Bolinas | Straight out from the ramp |
9:00 am to 10:30 am | 2’, sets 2 ½‘ |
Mid dropping tide (0.2 ft at 12 noon) | Steady onshore breeze |
Sunny and warm | Fun session |
Knee high curls again. In the above photo Mary lines up a swell, catches it and gets a descent ride. What started out to be disappointing conditions turned out to be a fun session. This morning’s buoy report had west swells at 6.2 ft at 11 seconds, 1.2 ft south swells at 12 seconds and NNW winds at 15.5 knots, not exactly stellar conditions.
When I arrived at Bolinas, Mary was already in the water, Matt was suiting up, and few moments later Robert the Larkspur carpenter arrived. I watched Mary catch a few waves from the overlook and was disappointed; small mushy waves again. Also the wind was a surprise, it was onshore. What happened to the strong NNW winds in the buoy report? Should I go out or kiss it off? I have a lot of other things to do. I’m at the beach, my friends are going out, I haven’t surfed for a week and it’s warm and sunny, thus I decided to do it.
Mary and Matt were at the peak south of the ramp when I entered the water. I went straight out hoping to connect with great lefts I rode here last Monday. There was a small ground swell running resulting in two foot walls that lined up across the Bolinas beach. The first few waves I caught closed out. I moved further north. The last couple weeks I lined up at the north end of the seawall to catch the good lefts. I tried that again and connected. The shape of the bottom forces these walls to peel to the left. I got one good small left curl and then another one and another. I managed to get up quickly, turn sharply to left, step to the middle of the board to hum through the first section, let the swell build and then step to the nose as the wave closed out in the shore break. I did this nine times this morning. Keep in mind that I do have a loose definition of a “nose ride”. Anywhere beyond the midpoint of the board is a nose ride for me, but all of them were long in the curl rides.

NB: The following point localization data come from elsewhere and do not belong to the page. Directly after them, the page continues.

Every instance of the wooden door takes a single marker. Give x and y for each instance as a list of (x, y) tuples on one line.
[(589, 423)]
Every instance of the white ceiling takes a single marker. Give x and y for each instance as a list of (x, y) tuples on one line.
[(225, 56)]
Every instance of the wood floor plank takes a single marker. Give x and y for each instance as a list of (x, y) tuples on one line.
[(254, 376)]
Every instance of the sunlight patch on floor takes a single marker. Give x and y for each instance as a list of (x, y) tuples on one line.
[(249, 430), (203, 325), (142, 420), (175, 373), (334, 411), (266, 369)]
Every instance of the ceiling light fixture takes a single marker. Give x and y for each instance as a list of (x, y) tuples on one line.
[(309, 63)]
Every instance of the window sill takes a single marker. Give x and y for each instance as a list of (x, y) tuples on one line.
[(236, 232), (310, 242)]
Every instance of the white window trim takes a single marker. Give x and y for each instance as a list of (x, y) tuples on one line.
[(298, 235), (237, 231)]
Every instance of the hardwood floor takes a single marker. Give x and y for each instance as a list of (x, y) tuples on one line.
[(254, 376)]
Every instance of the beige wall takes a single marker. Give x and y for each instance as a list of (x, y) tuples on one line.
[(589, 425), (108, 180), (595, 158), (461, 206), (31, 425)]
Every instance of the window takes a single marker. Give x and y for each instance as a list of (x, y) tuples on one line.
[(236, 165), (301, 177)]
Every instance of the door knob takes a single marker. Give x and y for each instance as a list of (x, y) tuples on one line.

When Robert paddled out he immediately turned and stroked into a good left curl. Later I saw Matt on a good left kneeling on one knee with his back to the wave and going on and on until the wave collapsed on shore. After a while all four of us were at the north end of the wall connecting on these small clean left waves. Mary and Robert kept eyeing the Patch. Every ten minutes or so an appealing set of waves would be breaking beyond the outside rock. Around 10:30 am they began the long paddle to the Patch to take advantage of these waves. I had to take the water samples to Branson thus after another long left curl that put be in ankle deep water at the shore I decided that was it for me.

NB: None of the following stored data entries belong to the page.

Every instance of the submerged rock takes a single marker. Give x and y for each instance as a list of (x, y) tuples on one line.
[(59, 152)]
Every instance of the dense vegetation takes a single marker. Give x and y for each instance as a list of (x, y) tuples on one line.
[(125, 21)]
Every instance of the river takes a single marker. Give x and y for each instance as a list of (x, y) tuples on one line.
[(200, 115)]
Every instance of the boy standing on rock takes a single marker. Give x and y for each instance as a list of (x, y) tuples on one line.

The warm sunshine felt good when getting out of my wetsuit. After gathering a water sample, Matt came in and a few minutes later Mary and Robert returned from their journey to the Patch. They claimed it was great, but I didn’t believe them. A surfer never admits that a long paddle to get to some distance break was not worth it. All four of us agreed that it was a beautiful morning and a fun session, and we were all looking forward to the reported arrival of the first big south swell of the season that is supposed to arrive late Thursday and last through the weekend.